Thanks, guys.
Yesterday and today I was able to get a little time in the garage to do a project. Since we moved in, my wife has felt that the sconces (sp?) on either side of our living room fireplace were too small. She liked the lights themselves, but just didn't like the proportion of them to the other stuff around them.
So of course, for the next eight years I didn't do anything about it. Those lights looked fine to me.
But then she got out to do some shopping, and came home with some replacement possibilities. To me, they looked goofy -- and junky -- and they were used, torn out of some old house. Full disclosure would be they're correctly called antiques, which I get and I'm fine with. My race car is an antique, too.

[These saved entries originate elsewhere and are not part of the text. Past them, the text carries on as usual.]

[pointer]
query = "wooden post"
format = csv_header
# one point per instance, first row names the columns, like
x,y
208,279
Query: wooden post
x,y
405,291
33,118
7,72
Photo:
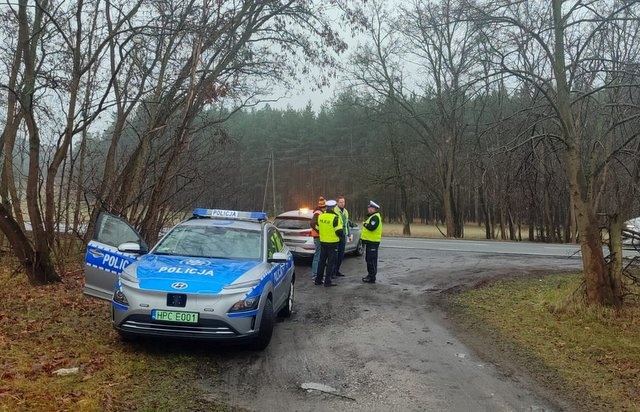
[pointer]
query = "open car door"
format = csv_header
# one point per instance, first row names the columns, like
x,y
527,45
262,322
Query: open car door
x,y
112,248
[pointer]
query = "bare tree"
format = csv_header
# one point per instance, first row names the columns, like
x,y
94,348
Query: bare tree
x,y
162,64
563,41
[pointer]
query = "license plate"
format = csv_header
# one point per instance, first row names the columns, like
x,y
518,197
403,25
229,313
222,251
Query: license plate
x,y
173,316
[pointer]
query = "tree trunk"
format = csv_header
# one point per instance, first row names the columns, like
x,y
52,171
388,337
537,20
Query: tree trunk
x,y
37,265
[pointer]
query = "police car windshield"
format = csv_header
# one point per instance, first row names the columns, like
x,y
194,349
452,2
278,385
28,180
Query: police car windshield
x,y
223,242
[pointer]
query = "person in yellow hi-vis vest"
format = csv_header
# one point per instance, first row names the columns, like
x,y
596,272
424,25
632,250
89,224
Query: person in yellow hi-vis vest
x,y
371,237
330,230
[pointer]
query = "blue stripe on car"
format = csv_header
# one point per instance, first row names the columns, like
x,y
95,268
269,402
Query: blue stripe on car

But the cheapest set of replacements was priced at $1,500.
Used or antique, that just seems ridiculous to me for lights torn out of some house before it was leveled.
So I suggested we make our own.
To her credit, she didn't dismiss the idea outright. But her deal was she didn't want to wait another 8 years for that idea to come to fruition. So she agreed to take the replacements back as soon as I came up with a new, larger version of the old sconces.
Cut to last night, when the kids fell asleep. I took the rust off some 1/2"x1/2" solid stock and cut a rectangle out of some 16 gauge sheet. Once I had a design I liked, it was very easy.
Here's a picture of one of the old lights. It
does look kind of small next to that sun face thing.
And here's the cut material.
The plan was to re-use the arm part (although I would flip it, which meant tapping a new threaded hole), and also re-use the goofy old man face. Here's the test assembly.
Then this morning, I was able to weld them together, paint them and wire them up. I used flat Rustoleum, which does a nice job of hiding my metal-working sins.
Here's a picture with an idea of the new 'proportion:'
And closer in:
It's hard to get a good picture since the metal part is so dark. But you get the idea. I left a little extra space above the bulb because there's a glass shade we have that my wife wants to try out with the new sconces if we can locate an identical one to pair it with.
This is the nice thing about having the garage set up with the basic tools to do little projects like this. Total cost was just about nothing, since I had steel and paint on hand.
The old-fashioned bulbs were ten bucks each. That's crazy, in this guy's opinion. But it's not half as crazy as $1,500 lamps.